Com um jogador a menos desde os 15 minutos, Rubro-Negro segura o empate no tempo normal e carimba a vaga na marca da cal; torcida no Barradão protestou contra a arbitragem
Por:
01/03/2026
Renato Kayzer
Foto: Victor Ferreira I EC Vitória

O domingo (1º) foi de teste para o coração do torcedor rubro-negro no Barradão. Em uma partida dramática, marcada por expulsão precoce e muita reclamação contra o apito, o Vitória venceu o Jacuipense nos pênaltis por 4 a 2, após empate por 1 a 1 no tempo normal. Com o resultado, o Leão espanta a zebra e garante o clássico Ba-Vi na grande final do Campeonato Baiano 2026, já que o Bahia eliminou o Juazeirense no sábado.
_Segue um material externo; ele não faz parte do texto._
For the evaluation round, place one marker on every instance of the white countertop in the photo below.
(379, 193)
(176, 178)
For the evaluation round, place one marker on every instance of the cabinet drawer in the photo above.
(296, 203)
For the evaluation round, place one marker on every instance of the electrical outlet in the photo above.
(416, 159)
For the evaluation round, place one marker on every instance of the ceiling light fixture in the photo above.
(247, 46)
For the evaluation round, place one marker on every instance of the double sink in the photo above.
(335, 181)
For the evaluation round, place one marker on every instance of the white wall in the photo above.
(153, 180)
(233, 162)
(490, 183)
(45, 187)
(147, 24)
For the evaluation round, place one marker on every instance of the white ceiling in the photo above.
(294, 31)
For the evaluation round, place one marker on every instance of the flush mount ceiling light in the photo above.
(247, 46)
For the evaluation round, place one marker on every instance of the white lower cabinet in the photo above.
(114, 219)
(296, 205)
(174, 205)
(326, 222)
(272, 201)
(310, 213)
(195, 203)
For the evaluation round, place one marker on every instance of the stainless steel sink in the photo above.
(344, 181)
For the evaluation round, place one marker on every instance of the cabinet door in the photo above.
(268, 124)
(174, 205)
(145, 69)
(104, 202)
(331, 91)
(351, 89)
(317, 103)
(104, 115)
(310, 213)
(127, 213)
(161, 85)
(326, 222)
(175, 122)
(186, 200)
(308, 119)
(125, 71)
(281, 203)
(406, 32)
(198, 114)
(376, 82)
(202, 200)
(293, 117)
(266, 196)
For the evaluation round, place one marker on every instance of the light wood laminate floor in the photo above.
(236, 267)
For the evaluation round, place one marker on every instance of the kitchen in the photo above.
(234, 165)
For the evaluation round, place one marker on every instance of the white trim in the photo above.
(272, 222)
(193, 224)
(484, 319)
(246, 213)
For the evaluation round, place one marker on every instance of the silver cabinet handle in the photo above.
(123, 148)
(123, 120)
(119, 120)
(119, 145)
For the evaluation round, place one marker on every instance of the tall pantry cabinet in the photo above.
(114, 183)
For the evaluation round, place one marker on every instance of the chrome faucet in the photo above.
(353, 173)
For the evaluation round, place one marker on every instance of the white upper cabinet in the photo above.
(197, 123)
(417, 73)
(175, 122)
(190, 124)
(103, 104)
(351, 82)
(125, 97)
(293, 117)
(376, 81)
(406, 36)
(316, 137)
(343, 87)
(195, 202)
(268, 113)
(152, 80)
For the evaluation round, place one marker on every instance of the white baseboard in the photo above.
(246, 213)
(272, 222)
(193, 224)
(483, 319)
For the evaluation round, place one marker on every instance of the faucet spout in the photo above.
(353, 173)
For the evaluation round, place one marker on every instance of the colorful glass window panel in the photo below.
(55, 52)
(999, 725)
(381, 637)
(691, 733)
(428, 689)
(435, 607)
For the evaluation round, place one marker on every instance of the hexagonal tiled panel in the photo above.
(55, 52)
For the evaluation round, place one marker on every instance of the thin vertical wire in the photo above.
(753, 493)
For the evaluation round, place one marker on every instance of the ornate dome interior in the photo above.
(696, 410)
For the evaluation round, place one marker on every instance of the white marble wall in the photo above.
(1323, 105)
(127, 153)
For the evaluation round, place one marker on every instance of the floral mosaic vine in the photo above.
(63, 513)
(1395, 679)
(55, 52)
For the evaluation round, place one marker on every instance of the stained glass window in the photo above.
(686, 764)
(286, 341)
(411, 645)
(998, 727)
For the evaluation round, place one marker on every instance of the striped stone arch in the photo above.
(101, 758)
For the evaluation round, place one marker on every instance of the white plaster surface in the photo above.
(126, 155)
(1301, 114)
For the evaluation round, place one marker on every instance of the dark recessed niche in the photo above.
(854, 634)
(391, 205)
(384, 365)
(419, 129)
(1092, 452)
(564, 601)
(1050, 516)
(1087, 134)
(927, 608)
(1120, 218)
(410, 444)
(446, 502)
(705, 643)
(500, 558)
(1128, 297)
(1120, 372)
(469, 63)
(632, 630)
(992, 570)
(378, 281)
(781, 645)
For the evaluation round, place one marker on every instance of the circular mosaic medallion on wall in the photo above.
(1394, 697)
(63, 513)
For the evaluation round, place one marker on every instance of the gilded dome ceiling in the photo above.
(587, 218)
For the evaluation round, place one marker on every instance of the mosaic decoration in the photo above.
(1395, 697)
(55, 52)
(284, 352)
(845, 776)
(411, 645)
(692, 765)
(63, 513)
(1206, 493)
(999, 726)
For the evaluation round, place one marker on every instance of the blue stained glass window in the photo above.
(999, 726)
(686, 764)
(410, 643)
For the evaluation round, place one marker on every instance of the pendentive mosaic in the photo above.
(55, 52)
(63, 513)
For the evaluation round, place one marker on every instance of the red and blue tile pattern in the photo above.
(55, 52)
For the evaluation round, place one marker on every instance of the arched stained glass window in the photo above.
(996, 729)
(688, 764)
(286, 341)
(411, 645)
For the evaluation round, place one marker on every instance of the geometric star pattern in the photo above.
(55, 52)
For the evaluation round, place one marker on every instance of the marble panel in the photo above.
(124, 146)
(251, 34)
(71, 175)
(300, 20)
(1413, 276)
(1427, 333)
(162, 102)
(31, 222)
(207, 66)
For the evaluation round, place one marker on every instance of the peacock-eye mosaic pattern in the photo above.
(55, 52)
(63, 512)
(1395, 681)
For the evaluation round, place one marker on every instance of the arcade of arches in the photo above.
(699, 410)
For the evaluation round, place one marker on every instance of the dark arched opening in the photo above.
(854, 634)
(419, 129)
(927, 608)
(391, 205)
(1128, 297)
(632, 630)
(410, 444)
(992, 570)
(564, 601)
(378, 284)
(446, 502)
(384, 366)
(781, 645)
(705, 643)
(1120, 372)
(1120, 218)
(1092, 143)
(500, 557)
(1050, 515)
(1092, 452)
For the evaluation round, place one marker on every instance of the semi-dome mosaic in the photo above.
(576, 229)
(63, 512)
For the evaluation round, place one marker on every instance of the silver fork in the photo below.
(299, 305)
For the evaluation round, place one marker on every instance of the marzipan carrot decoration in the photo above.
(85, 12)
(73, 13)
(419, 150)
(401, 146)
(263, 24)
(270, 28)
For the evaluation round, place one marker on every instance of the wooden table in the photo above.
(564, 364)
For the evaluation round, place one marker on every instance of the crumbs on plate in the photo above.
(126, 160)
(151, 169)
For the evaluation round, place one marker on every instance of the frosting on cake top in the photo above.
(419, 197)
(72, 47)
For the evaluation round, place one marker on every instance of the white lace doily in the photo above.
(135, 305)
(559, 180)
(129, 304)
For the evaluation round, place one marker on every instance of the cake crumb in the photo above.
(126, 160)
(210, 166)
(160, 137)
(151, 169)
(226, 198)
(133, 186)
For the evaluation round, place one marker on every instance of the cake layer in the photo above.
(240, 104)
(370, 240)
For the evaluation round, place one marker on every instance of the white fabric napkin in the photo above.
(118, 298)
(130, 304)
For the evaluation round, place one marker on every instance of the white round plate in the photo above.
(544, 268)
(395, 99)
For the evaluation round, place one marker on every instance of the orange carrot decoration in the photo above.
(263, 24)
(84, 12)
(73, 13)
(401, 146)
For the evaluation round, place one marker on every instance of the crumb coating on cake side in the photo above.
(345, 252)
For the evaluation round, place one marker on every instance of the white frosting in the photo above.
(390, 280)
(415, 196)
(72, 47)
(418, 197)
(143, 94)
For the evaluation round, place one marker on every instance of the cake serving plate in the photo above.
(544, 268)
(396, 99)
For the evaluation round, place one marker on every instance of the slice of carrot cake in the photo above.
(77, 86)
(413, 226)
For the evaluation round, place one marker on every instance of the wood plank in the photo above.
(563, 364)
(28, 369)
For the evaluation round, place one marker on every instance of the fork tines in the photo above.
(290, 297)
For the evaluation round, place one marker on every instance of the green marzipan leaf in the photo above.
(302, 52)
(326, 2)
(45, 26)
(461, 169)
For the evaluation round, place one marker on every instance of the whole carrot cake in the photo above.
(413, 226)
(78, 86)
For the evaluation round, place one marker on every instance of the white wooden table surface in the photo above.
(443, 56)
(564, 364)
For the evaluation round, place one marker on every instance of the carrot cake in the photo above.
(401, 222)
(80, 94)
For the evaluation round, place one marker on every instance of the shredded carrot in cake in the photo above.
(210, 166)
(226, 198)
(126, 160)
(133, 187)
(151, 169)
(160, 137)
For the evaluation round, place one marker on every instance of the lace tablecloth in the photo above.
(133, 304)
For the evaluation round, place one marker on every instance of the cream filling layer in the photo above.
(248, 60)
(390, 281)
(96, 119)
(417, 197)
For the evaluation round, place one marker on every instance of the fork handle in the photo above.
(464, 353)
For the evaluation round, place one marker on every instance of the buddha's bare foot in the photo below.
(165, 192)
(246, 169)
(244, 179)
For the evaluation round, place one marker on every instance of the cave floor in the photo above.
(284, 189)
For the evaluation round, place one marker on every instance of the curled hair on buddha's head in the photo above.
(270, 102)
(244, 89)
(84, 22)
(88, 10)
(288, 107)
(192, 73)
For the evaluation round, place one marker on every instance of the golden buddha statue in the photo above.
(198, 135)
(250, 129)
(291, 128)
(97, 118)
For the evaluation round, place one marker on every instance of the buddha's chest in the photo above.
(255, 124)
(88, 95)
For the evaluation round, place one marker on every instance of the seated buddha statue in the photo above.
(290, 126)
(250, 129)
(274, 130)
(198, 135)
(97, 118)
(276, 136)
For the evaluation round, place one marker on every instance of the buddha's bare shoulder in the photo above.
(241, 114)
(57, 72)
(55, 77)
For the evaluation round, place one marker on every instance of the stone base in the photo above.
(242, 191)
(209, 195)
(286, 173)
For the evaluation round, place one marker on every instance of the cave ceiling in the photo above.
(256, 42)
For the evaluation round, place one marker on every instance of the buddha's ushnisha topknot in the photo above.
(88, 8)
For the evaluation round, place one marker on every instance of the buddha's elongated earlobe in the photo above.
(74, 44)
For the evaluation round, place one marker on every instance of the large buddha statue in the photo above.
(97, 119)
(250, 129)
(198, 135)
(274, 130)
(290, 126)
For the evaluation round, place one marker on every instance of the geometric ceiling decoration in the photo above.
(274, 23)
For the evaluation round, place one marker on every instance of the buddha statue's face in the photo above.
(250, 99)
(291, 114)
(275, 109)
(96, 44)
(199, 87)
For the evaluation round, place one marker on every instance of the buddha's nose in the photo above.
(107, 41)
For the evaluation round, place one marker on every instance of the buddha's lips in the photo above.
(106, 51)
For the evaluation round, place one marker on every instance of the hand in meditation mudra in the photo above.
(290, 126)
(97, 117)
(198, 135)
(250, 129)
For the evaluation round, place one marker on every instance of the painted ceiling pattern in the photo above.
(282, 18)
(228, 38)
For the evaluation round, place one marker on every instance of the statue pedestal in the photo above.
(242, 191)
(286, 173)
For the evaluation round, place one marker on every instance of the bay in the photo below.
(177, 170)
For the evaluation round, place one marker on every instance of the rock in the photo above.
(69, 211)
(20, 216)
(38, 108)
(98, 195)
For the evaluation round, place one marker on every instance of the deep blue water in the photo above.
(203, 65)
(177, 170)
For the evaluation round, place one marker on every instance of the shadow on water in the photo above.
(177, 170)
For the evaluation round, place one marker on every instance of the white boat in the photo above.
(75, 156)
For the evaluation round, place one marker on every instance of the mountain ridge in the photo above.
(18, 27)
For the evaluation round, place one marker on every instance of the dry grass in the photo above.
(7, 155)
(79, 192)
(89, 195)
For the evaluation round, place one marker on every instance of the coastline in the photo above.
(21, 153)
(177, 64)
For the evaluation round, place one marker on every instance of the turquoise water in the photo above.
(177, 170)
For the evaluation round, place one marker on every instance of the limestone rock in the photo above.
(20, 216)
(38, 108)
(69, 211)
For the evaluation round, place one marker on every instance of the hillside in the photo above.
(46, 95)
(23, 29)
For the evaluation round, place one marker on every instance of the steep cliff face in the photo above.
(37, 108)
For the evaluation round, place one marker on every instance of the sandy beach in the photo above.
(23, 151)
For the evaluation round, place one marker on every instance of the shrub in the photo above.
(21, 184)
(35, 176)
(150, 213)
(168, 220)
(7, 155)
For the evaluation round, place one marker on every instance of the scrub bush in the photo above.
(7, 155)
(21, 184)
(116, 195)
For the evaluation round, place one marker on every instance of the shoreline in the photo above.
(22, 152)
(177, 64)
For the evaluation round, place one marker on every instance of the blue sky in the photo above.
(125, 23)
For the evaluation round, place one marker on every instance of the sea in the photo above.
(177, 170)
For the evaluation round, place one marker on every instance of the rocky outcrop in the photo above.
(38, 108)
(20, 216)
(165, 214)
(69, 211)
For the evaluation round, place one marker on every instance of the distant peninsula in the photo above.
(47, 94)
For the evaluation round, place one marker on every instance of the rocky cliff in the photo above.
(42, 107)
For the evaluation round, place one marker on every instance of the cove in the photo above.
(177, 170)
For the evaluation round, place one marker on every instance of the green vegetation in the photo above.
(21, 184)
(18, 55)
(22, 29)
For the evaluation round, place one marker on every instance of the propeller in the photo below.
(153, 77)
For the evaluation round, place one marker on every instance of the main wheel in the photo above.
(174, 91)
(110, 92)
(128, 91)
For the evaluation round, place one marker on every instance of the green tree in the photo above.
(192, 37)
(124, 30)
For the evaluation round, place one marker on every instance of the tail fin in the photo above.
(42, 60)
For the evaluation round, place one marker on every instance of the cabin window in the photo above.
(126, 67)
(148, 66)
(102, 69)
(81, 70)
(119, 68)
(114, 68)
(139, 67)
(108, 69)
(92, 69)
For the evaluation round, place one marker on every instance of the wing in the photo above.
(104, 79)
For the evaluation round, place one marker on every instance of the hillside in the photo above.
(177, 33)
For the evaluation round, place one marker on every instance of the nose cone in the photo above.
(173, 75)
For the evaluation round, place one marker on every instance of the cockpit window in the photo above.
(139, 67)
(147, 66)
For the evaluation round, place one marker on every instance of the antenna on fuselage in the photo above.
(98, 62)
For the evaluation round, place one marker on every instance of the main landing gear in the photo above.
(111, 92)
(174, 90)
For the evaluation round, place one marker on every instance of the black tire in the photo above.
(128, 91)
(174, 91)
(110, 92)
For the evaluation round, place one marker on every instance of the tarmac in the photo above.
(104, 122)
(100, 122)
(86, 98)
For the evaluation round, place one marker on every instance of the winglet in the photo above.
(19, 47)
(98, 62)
O jogo começou parecendo que seria uma goleada. Com apenas 2 minutos, Matheuzinho furou o chute, mas acabou dando uma assistência involuntária para Renato Kayzer, que não perdoou e mandou para o fundo das redes: 1 a 0. Porém, o clima de festa azedou aos 15 minutos. Após revisão do VAR, o árbitro Wagner Francisco Silva Souza expulsou Caíque Gonçalves por agressão a Pedro Henrique, deixando o Leão com um a menos e a torcida ensandecida aos gritos de “ladrão”.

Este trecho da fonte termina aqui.